Nous arrivons au sommet du Mont Blanc après 12h de course, et l'émotion déborde sur la concentration qui occupait toutes nos pensées jusqu'à présent. Un appel au refuge du Goûter pour les prévenir que nous sortons de l'Envers du Mont Blanc. Une heure et demie plus tard, nous déposons sacs, crampons, baudriers, et nous offrons des regards et une accolade qui disent notre gratitude l'un envers l'autre et notre soulagement à chacun.
Lendemain matin, lever matinal et redescente en plaine. Une fois franchi le fameux couloir du Goûter, insignifiant après le vécu de ces deux derniers jours, c'est le moment de retrouver une montagne tranquille, douce, sereine. C'est aussi le moment de discuter ensemble, puis de réfléchir à tout ce que nous avons vécu.
1) La cordée. Nous sommes d'accord pour dire que nous avons fait de notre mieux. Que le facteur humain a été impeccable tout du long, avec de l'entraide, de l'écoute, de la communication, de l'attention malgré les moments durs. Que nos 2 cordées ont super bien marché, et que cette progression à 4 était fiable et sécurisée.
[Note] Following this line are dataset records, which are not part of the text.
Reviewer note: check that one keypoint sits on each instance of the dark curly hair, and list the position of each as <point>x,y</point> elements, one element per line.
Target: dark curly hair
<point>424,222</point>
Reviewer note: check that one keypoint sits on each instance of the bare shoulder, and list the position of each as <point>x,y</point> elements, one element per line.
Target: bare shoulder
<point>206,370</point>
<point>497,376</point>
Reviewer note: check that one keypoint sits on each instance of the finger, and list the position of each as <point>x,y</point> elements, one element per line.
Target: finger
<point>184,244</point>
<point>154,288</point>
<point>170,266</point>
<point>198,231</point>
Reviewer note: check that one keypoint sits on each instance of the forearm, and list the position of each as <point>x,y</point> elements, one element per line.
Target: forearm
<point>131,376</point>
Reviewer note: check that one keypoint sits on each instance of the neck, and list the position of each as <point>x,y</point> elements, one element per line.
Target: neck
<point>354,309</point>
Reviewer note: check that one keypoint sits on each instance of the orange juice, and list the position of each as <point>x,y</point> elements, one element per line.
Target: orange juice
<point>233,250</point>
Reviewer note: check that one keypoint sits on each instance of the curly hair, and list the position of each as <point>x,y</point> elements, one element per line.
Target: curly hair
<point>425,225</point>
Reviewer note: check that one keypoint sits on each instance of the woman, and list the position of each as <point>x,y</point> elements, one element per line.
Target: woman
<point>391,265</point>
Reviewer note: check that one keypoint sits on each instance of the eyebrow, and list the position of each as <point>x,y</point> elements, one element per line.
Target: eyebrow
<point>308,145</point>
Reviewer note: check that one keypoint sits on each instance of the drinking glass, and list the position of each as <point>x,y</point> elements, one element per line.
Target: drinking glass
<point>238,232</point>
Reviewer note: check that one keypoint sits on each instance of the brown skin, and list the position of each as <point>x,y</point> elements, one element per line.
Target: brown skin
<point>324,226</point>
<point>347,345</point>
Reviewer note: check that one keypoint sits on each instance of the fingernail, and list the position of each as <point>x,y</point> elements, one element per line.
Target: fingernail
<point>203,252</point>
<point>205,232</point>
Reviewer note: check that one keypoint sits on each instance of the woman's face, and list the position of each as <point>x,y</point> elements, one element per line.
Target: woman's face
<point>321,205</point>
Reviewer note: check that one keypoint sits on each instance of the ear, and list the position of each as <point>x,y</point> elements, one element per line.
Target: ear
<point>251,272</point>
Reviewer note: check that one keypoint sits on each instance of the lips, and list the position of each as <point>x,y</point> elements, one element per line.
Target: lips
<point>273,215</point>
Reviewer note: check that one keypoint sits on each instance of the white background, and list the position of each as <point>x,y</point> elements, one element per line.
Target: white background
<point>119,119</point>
Merci Étienne pour ta constance, ton calme et ta solidité ; Anthony pour ton assurance et ta compétence ; Alexandre pour ton endurance et ton énergie. Merci pour cette amitié qui n'a jamais vacillé dans ce terrain où tout s'écroulait.
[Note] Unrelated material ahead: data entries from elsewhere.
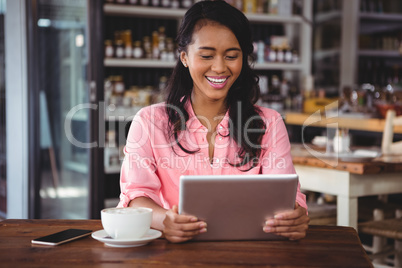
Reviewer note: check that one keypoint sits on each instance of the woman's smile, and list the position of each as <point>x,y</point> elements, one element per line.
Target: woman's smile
<point>217,81</point>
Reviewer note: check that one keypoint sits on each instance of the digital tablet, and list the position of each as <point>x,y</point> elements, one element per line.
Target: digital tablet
<point>235,207</point>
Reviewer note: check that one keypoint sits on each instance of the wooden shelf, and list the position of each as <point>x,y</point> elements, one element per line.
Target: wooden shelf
<point>364,124</point>
<point>144,63</point>
<point>170,13</point>
<point>325,53</point>
<point>327,16</point>
<point>139,63</point>
<point>381,16</point>
<point>379,53</point>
2) Les conditions. Globalement les conditions étaient très favorables, mais la présence de la cordée devant nous dans les longueurs d'Émile Rey nous a mis dans une situation de danger à laquelle nous ne pouvons pas sereinement consentir. Nous avons nous-mêmes progressé avec précaution et lenteur, sans envoyer de pierres sur les cordées en dessous, et en communiquant chaque fois tous les 6 pour garantir la sécurité de tous.
3) La mort en face. C'est le gros traumatisme de cette course. Voir quelqu'un dévisser, la violence de la chute, revoir cette scène en boucle... Tout ça nous prendra du temps à digérer, et à chacun nous positionner dans notre rapport à la montagne. Lundi soir ce n'était plus seulement «l'Italien» : la presse nous apprenait qu'il s'appelait Davide Migliorino, qu'il était enseignant et qu'il avait 36 ans. J'ai vu son visage dans de nombreux articles et l'émotion m'a submergé. Je revois encore son sourire quand je lui ai souhaité bonne nuit la veille. Il était heureux d'être là. Épuisé mais heureux, vivant pleinement sa passion. Toutes mes condoléances à la famille du défunt.
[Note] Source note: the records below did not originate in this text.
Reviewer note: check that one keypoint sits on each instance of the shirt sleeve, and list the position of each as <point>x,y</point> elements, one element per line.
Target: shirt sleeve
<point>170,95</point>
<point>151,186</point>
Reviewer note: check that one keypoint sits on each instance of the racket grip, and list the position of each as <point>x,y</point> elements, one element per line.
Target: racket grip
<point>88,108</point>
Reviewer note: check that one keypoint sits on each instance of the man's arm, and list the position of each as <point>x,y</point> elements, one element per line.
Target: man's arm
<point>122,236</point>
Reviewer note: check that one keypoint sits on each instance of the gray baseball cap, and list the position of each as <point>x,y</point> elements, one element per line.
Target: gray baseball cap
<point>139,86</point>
À titre personnel, le contraste est déstabilisant. D'un côté une immense satisfaction, une gratitude débordante pour ce que nous avons vécu : 3 jours de solidarité et de camaraderie dans le massif, une ascension couronnée de succès dans l'austère Envers du Mont Blanc, et le rêve de cette Intégrale du Brouillard devenu réalité. D'un autre, le vertige de la mort. L'implacable constat que la montagne est dangereuse, et peut en une fraction de seconde dévaster des vies.
À chacun de nous de trouver la juste mesure entre audace et exposition, et à vivre de manière équilibrée cet amour pour les montagnes et l'amour de ceux qui comptent pour nous.